The removal of games from online services raises fundamental questions about user entitlements and the preservation of interactive media. Unlike traditional media like books and films, which benefit from wider legal protections, video games inhabit a ambiguous legal territory where game companies retain absolute dominion over availability. Players who buy digital copies face the uncomfortable reality that their ability to play could potentially be removed at any time. This fleeting nature of digital ownership differs markedly with traditional media consumption, where purchasing a actual disc or cartridge ensures permanent access regardless of contract modifications or corporate decisions.
Licensing as an Existential Risk
Paramount’s stated 2000 per cent rise in licensing costs constitutes a fundamental change in how entertainment companies monetise their intellectual properties.

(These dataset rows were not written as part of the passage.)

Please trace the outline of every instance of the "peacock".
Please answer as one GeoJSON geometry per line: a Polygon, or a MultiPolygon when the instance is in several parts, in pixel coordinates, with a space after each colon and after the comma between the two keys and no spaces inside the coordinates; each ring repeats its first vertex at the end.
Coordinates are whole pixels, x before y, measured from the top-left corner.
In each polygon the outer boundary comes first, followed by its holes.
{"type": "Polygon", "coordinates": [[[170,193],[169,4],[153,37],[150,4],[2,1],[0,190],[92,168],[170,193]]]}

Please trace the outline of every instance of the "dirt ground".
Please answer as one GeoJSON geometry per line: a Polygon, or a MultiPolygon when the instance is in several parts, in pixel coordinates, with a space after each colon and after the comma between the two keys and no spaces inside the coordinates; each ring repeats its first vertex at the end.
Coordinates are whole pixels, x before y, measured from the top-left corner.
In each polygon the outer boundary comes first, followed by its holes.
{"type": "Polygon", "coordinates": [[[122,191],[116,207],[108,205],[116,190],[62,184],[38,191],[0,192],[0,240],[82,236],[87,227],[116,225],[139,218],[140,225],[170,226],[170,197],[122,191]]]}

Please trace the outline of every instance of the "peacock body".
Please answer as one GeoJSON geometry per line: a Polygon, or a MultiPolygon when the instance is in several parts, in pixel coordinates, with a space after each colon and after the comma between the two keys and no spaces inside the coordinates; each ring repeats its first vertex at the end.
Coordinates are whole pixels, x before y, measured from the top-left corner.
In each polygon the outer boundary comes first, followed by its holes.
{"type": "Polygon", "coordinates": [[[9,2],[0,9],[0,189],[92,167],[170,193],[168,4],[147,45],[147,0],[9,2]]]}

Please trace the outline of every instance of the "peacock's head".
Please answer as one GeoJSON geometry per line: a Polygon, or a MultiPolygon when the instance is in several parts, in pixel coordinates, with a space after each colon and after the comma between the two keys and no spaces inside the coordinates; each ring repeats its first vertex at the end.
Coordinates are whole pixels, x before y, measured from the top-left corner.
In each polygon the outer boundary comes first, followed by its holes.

This forceful pricing approach, enacted after Paramount’s acquisition of Skydance, demonstrates how corporate consolidation can substantially damage consumers alongside smaller publishers. When licensing costs reach unsustainable levels, indie developers and smaller publishers simply cannot afford to maintain their games on digital storefronts. The outcome is an growing pattern of removal, where commercially viable games disappear not because of weak commercial performance but due to unsustainable licensing arrangements.
This licensing model fundamentally differs from how traditional media functions, where once a game is manufactured and sold, no ongoing fees apply. Digital distribution, by contrast, generates permanent financial commitments that can become unbearable. Publishers must regularly assess whether maintaining a game’s availability warrants the licensing costs, often concluding that removal is the only financially sensible decision. For players, this produces an volatile market where beloved games can vanish without warning, making digital ownership feel increasingly temporary and conditional.